Kendall barked out a laugh, obviously not expecting that. “So what about the—” she did a quick mental calculation—“108 people who didn’t vote for you?”
“Abstainers. Some only live here during the summer and so weren’t present.” And some had long memories and couldn’t forget the troubled thirteen-year-old he’d been when he arrived, angry at the world and determined to make everyone as miserable as he was. When he remembered the mouthy—and destructive—punk he’d been back then, what he wanted most was a time machine so he could go back and slap himself upside the head. Fortunately, the rest of the town considered him a success story of their way of life, an example of what outdoor activity and attention and a takes-a-village mentality could do for difficult children. There might have been an element of truth in that, but Gabe knew it was due more to his grandparents’ patience and unflagging faith that God had more planned for him than his initial delinquent direction.
Gabe slowed as he made a sharp turn down a dirt road, which transitioned back to pitted asphalt half a mile down.

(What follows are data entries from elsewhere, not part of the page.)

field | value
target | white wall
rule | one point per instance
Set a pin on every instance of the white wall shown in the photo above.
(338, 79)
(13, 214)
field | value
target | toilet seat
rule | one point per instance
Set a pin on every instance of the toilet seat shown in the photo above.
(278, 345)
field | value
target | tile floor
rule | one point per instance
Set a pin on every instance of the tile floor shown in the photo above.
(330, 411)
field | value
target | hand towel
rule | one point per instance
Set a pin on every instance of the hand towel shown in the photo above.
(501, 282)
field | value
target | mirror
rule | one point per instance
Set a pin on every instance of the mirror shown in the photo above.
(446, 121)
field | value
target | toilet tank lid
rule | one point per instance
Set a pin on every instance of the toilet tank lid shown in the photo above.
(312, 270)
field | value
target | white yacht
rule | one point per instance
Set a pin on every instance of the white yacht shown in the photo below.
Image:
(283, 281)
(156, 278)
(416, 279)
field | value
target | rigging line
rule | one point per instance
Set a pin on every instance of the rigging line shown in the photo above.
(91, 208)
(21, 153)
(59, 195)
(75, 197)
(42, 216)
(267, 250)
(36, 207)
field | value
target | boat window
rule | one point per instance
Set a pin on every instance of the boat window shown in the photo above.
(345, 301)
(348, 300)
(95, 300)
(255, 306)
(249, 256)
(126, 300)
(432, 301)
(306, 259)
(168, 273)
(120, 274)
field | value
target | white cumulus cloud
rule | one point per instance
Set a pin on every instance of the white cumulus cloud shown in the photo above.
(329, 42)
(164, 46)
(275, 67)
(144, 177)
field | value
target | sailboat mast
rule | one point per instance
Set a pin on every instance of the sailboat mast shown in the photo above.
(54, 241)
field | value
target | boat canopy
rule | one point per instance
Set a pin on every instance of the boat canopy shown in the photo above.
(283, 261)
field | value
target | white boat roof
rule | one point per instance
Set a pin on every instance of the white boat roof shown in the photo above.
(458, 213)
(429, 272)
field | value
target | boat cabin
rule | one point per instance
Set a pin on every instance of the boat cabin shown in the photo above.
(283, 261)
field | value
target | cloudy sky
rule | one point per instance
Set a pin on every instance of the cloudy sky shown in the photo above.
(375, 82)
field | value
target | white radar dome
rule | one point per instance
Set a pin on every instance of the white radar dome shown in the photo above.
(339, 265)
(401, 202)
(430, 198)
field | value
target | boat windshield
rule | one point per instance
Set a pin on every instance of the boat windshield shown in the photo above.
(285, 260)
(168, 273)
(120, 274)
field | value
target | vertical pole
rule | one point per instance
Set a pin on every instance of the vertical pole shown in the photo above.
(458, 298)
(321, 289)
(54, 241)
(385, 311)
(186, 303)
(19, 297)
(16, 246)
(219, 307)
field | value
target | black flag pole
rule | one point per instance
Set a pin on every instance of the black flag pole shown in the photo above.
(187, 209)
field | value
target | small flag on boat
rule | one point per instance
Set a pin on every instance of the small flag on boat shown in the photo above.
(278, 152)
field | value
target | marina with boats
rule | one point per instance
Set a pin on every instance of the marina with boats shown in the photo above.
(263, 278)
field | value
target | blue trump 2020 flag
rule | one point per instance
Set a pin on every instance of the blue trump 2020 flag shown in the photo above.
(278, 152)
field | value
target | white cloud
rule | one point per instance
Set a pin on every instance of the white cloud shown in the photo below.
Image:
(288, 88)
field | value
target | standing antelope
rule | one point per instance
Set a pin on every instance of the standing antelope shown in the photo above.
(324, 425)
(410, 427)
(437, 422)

Kendall was busy oohing and aahing over the gorgeous view of the lake out the driver’s side window, something that required her to partly lean over the console toward him. He wasn’t complaining. It also meant that she was looking in the utter wrong direction when he finally pulled to a stop. “This is it.”
Kendall whipped her head around, and her jaw dropped. “This is it?”
She grabbed the door handle and levered it open before he could respond, jumping to the gravel shoulder with a crunch. The wind immediately whipped the stray tendrils from her blonde bun, and she quickly zipped up her jacket against the cold. “I don’t know what to say. When we were talking about old houses, I didn’t expect this.”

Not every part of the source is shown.